A report has been prepared by the Department of Defence that responds to public submissions made regarding the removal of the Hammerhead Crane at Garden Island, Sydney.
The report outlines the range of public submissions received, Defence’s response to those issues, and further details and analysis on the options for the crane’s removal.
Of the eight options outlined in the report, the removal of the crane and the salvage of key heritage components for display is the lowest cost option by a factor of three, at $7.4 million. To leave the crane in its current place and therefore build a new wharf east of Garden Island would cost 17 times more than the preferred option, at $123.7 million.
“The Hammerhead Crane is more than 60 years old and hasn’t been used for the past 16 of those years. Even if we did pay to return it to the best condition it was ever in, it would still not deliver a third of the capability that our cranes now deliver,” Senator Feeney said.
“The reality is, it’s a crane that was built in 1951. In its peak, it was lifting 250 tonnes. By 1996 the rust was so bad that the crane was barely lifting 70 tonnes. Compare this to modern cranes that are lifting in excess of 800 tonnes and you can see just how unworkable it is to keep this crane in a working Navy base.
“It limits our Navy’s ability to use the wharf at Garden Island and adjacent berths, as well as adding a layer of complexity when maintaining and repairing ships. This is a problem that will only get worse with the arrival of our multi-billion dollar Landing Helicopter Docks.
“Every centimetre of compromise given to this crane takes away from our Navy’s ability to use Garden Island to its best possible advantage.
“It is a liability that costs over $700,000 just to keep it standing there safely. This is money that comes straight out of our Defence budget. Every year the crane stands, that’s $700,000 or more that our nation loses to real Defence capability. The absurdity of this is reflected by the fact that Defence received an unusually high percentage of submissions in favour of removing the crane,” he said.
The proposal to remove the crane is being assessed under the Environmental Protection and Biodiversity Conservation Act 1999 (EPBC Act).
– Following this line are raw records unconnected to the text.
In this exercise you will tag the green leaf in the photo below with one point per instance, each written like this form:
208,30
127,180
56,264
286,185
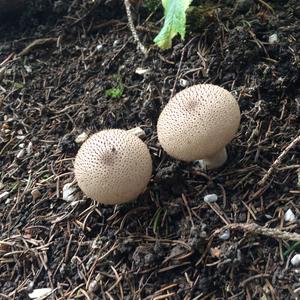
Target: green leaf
175,19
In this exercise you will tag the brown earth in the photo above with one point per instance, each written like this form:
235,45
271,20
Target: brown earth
58,64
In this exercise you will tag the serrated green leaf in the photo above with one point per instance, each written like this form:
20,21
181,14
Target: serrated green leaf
175,19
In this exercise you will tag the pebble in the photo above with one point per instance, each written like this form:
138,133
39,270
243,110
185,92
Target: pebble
21,153
99,47
295,261
289,216
142,71
35,193
4,195
39,293
210,198
273,39
68,192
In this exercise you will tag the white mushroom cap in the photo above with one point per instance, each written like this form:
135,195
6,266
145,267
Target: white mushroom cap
113,166
198,122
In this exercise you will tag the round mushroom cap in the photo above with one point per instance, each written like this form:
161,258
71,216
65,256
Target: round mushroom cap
198,122
113,166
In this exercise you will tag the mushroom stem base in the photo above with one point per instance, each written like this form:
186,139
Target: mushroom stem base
215,161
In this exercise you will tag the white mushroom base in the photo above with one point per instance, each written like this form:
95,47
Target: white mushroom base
215,161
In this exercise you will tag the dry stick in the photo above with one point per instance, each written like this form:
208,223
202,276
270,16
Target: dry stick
132,28
278,160
256,229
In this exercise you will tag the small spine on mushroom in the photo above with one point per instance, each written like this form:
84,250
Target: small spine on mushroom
214,161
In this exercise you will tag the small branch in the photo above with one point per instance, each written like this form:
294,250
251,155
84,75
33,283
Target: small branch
256,229
132,28
278,160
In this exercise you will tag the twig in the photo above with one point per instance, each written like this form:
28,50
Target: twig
133,30
256,229
37,43
278,160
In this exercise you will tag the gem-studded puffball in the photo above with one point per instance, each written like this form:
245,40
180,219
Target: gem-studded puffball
113,166
198,122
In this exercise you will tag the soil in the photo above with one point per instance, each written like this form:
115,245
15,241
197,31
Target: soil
170,243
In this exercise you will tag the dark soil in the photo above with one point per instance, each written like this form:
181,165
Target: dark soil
166,245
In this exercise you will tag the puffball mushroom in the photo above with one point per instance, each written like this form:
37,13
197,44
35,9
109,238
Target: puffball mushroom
198,123
113,166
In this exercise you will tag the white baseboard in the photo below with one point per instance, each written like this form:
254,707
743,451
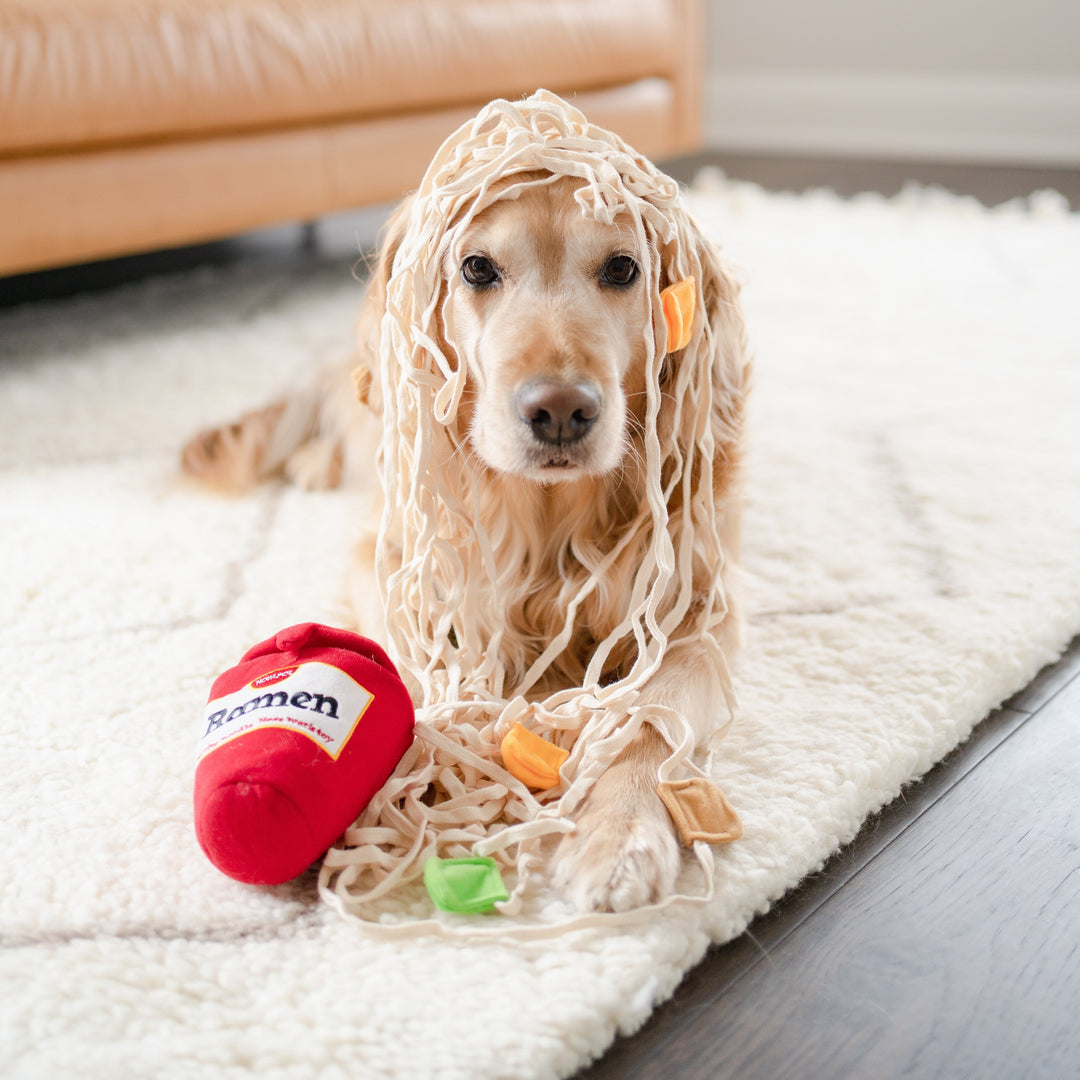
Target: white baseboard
930,116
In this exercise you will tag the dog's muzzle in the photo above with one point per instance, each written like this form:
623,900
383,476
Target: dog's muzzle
558,414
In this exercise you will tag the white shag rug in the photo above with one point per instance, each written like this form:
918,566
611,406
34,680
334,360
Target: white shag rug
912,557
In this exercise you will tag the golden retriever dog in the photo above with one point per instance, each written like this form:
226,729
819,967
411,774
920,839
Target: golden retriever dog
561,481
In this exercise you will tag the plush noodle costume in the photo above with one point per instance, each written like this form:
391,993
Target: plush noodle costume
446,597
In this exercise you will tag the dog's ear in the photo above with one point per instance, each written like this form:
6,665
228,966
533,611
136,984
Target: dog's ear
369,322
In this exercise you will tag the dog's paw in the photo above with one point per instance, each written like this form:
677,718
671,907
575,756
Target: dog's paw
617,862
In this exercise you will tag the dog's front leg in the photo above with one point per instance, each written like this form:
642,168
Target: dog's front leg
623,852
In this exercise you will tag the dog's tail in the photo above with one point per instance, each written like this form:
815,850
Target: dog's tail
302,437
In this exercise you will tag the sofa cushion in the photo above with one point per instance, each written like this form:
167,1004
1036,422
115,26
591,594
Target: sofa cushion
92,72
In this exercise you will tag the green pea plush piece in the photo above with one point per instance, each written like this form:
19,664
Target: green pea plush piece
463,886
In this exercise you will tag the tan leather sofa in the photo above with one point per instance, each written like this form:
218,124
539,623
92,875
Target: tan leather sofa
133,124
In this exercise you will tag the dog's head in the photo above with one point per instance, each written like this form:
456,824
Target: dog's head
535,278
549,311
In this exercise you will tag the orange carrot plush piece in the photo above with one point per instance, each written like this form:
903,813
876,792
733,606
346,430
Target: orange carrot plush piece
678,302
531,759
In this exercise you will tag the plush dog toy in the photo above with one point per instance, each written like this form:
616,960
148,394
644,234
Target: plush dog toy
296,740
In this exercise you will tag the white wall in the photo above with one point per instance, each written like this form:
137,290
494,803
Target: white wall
947,80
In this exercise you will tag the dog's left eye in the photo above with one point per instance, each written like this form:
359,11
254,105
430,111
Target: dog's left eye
620,270
478,271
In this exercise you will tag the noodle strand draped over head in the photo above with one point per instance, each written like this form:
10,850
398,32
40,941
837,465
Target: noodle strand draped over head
451,565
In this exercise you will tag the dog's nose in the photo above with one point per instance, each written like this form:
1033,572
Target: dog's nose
558,412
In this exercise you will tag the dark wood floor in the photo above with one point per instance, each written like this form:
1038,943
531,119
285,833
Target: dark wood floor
945,941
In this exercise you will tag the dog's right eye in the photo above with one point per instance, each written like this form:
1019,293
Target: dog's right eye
478,271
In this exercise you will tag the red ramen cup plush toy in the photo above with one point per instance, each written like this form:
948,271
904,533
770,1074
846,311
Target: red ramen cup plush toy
296,740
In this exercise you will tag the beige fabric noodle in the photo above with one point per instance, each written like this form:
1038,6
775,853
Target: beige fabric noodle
446,601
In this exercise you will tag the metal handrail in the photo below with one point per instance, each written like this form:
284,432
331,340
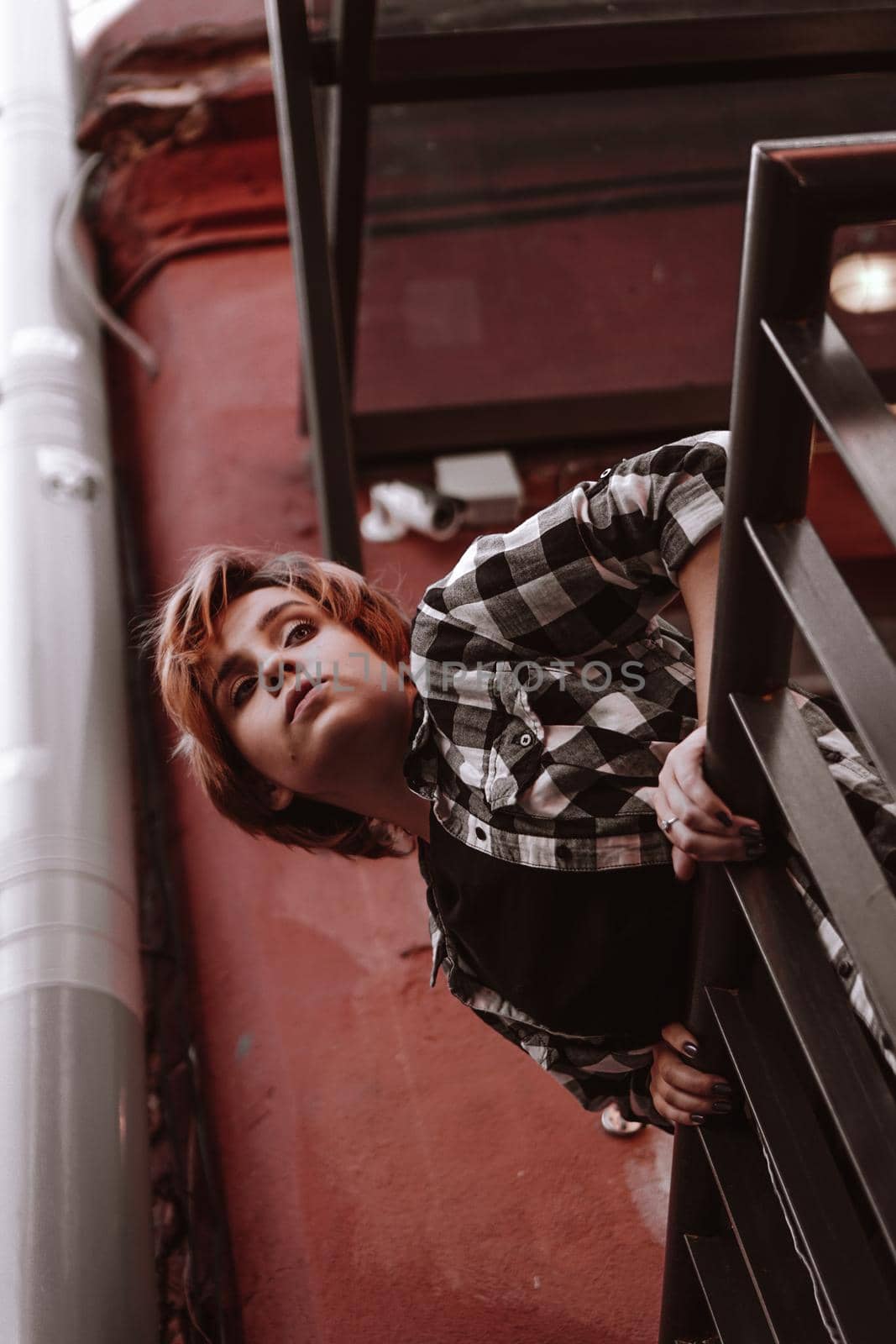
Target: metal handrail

The decision on the crane’s removal will be made by the Minister for Sustainability, Environment, Water, Population and Communities, the Hon Tony Burke MP, after considering the report.
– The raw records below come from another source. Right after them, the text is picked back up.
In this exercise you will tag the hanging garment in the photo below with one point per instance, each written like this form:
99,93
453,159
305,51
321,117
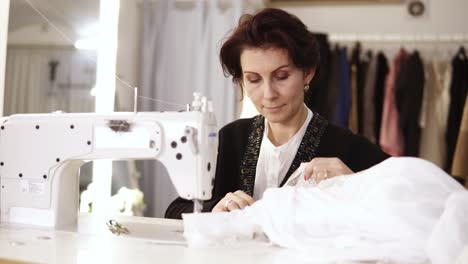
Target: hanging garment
331,98
361,83
381,75
391,136
409,88
315,97
458,93
369,112
434,112
460,159
394,211
343,105
353,113
356,89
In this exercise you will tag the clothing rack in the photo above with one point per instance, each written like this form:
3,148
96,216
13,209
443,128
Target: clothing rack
399,38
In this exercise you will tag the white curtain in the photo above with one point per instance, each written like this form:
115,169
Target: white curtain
180,48
30,88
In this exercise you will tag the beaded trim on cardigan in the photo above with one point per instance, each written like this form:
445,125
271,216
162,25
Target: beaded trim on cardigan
306,152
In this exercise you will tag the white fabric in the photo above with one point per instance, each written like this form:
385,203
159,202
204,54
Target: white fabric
434,111
180,49
28,88
274,162
394,211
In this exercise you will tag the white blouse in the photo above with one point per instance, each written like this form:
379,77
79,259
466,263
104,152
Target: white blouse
274,162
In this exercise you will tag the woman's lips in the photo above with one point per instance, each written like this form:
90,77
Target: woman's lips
273,109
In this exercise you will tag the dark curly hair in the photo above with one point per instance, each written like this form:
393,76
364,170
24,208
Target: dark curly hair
269,28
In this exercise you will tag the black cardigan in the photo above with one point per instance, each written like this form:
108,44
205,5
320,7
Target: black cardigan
239,146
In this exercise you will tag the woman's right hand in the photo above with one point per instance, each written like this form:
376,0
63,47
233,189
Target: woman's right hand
233,201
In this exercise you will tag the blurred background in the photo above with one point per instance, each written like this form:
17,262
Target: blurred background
381,59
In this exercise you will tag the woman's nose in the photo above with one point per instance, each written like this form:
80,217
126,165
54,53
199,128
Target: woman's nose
269,91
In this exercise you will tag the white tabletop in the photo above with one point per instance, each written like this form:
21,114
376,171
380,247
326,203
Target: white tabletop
151,240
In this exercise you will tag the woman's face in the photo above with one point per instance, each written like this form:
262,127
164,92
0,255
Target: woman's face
273,83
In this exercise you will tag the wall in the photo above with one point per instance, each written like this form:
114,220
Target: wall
128,53
447,16
4,12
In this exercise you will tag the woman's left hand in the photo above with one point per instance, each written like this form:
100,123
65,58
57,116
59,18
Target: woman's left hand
319,169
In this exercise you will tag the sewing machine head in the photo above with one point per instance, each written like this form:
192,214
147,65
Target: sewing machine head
40,156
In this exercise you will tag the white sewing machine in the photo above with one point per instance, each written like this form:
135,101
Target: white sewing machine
40,156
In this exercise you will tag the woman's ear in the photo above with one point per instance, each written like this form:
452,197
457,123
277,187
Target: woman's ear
309,75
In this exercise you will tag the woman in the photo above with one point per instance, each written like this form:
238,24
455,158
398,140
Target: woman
273,57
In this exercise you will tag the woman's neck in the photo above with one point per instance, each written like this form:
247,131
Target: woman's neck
281,133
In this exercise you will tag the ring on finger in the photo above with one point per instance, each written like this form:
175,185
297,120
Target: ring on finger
325,174
226,203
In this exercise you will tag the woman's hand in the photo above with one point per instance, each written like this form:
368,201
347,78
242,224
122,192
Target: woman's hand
233,201
319,169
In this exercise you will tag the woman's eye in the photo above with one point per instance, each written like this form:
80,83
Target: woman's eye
282,77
The report can be downloaded from www.gml.com.au/hammerhead-crane-public-exhibition or viewed at the following locations from 13 May – 7 June 2013 inclusive:
• Customs House Library, 31 Alfred Street, Circular Quay, NSW
• The State Library of NSW, Macquarie Street, Sydney, NSW
• The library of the Department of Sustainability, Environment, Water, Population and Communities at John Gorton Building, King Edward Terrace, Parkes, ACT.